»Visualizing the sea ice of tomorrow - Converting Sentinel-1 radar images into high resolution forecast«
2020-09-21, 18:00–18:20, Room 2
Today's sea ice forecasts are at a coarse spatial resolution of several kilometers, whilst tactical navigation planning requires forecasts of much higher resolution. We present an approach to couple satellite and model information, to produce high resolution forecast images.
The talk focuses on the means we use to derive short term, high resolution sea ice forecasts in polar regions, aiming to assist navigation in icy waters. A test case will be presented as well as challenges affiliated with this task. The outline of the talk will be as follows:
Motivation: State of the art in sea-ice forecasts. This includes data-type, sources, availability and policy. Motivation for high resolution forecasts, stating the current drawbacks and the need for tools that allow quick decision making.
The method explained. The basic concept on how to propagate weather model information to high resolution satellite imagery. We use ice drift modeled data from TOPAZ4 ocean-sea ice data assimilation system which we couple to a static Sentinel-1 Synthetic Aperture Radar image. We use a computer vision algorithm from OpenCV to geometrically transform the image.

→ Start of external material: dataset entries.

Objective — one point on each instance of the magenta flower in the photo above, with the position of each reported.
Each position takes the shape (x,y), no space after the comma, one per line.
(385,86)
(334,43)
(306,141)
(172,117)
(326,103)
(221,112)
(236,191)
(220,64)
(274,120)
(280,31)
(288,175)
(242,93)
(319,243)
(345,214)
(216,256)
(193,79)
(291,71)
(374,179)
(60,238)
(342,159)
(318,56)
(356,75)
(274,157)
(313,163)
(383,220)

The tools we use for the entire processing explaining the scope of each tool: python modules and bindings e.g. GDAL, netCDF4, shapely to read the radar dat, the SNAP module of the European Space Agency to enhance the image. This processing includes Radiometric calibration terrain correction, noise reduction. Finally we use OpenCV to propagate the ice drift information into the satellite image.
Test case example and validation. We will present a forecast of a Synthetic Aperture Radar image taken from Sentinel-1 satellite. In this experiment we've selected an area and a time window in which we had subsequent satellite recordings. This allows us to use the first image as an input for the forecast and the image from the later recording we use it as a "known truth" to validate the forecast.
Current challenges and possible solutions. CPU time is one issue we face. Potential solutions we examine include to move some time consuming functions to C# and the use of machine learning technics. Further due to this approach artifacts near the shore are present, which we need to consider.